Forty-two Republican senators filed an amicus brief this week in the case of Noel Canning Div. of Noel Corp. v. NLRB, D.C. Cir., No. 12-1115, arguing that the Board lacks a quorum because President Obama’s January 2012 recess appointments were invalid. Employer Noel Canning has petitioned the Court of Appeals to deny enforcement to a Board decision by a three-member panel. Among their arguments, the employer asserts that panel members Sharon Block and Terence F. Flynn were not confirmed by the Senate and that Congress was in session at the time of their purported recess appointments.

The Republican Senators’ amicus brief emphasizes the latter point — that Congress was in a pro forma session at the time the President announced the appointments, and thus they were unconstitutional:

The President’s January 4, 2012 recess appointments to the National Labor Relations Board deprived the Senate of two powers it does possess to protect a purported power the President does not. The Framers accorded the Senate broad authority to govern its own proceedings, including when and how to hold sessions.
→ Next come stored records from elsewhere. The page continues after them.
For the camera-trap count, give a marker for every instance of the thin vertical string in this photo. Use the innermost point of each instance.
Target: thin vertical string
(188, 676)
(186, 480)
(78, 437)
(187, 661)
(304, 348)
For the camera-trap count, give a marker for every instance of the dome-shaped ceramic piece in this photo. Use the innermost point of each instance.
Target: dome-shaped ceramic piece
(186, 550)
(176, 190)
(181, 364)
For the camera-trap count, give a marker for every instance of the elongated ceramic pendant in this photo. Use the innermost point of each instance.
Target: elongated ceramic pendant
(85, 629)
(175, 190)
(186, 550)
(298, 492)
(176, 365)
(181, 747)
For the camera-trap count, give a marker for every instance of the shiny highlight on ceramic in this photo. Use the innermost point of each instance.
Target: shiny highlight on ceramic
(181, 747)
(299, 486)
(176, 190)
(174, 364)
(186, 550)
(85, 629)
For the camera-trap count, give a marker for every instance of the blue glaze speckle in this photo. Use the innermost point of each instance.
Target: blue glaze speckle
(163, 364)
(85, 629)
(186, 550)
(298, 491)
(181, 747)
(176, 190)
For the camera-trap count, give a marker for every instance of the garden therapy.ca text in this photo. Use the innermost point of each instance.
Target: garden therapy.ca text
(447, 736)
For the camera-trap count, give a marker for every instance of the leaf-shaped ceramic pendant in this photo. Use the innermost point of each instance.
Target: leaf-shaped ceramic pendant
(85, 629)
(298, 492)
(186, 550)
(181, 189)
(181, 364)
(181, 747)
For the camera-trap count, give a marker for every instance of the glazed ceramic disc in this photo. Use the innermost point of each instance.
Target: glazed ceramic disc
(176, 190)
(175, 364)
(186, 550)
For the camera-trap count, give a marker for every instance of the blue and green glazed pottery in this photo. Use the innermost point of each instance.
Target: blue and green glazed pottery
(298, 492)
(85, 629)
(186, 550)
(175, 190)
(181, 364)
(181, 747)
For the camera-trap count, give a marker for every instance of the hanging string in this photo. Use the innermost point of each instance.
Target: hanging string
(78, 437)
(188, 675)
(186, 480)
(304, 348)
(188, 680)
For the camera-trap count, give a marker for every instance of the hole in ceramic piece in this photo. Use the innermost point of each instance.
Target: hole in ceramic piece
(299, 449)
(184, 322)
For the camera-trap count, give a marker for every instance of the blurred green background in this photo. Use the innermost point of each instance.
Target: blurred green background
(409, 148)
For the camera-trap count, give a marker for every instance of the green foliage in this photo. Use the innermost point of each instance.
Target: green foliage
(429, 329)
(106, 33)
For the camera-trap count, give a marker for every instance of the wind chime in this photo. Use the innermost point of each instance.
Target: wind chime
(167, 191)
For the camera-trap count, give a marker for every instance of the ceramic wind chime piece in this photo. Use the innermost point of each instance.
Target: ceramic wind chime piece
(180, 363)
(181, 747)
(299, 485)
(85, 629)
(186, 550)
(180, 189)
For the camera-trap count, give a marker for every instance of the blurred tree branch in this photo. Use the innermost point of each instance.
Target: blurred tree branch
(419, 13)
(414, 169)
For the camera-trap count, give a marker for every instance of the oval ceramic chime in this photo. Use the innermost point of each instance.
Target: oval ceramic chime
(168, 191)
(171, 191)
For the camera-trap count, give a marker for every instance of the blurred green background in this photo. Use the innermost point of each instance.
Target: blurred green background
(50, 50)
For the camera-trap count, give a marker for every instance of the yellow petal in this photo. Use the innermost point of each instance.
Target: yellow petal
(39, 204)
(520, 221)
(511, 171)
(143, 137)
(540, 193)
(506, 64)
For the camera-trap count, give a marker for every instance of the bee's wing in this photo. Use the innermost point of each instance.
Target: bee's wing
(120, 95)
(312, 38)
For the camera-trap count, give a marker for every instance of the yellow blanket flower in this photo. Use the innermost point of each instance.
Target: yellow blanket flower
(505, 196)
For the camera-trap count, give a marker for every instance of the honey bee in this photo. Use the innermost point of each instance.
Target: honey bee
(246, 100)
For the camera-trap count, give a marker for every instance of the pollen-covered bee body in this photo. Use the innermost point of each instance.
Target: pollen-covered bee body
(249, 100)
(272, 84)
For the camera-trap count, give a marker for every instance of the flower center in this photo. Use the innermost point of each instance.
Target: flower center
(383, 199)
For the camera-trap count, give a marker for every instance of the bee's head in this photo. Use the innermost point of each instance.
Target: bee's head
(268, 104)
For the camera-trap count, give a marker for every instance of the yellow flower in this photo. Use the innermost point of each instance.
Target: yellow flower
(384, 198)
They also gave the Senate plenary power to reject appointments, deliberately withholding from the Executive unilateral authority to fill vacancies when the Senate is not in a period of “Recess” (aside from inferior officers Congress itself exempts). Like all checks and balances, the Senate’s ability to block appointments—coupled with its prerogative to remain in session and foreclose appointments altogether—means that another branch of government, here the Executive, cannot always wield power as it wishes. But that is precisely the point. As the Framers understood, the costs of requiring the Senate’s consent are outweighed by its benefits of preventing Executive abuses of the appointments power and ensuring its wise exercise.

The January 4 recess appointments eviscerated both of those Senate prerogatives….

At the same time, Speaker of the House Rep. John Boehner (R-OH) filed a separate brief challenging the appointments, highlighting that the House and Senate never agreed to a recess in the manner required by the Constitution.

Because the Supreme Court decided in its 2010 New Process Steel case that the Board requires three valid members for a quorum, a ruling that these appointments were illegitimate would invalidate most of the action taken by the Board this year. Earlier this year in Center for Social Change, Inc., 358 NLRB No. 24 (March 29, 2012), the Board itself rejected similar challenges.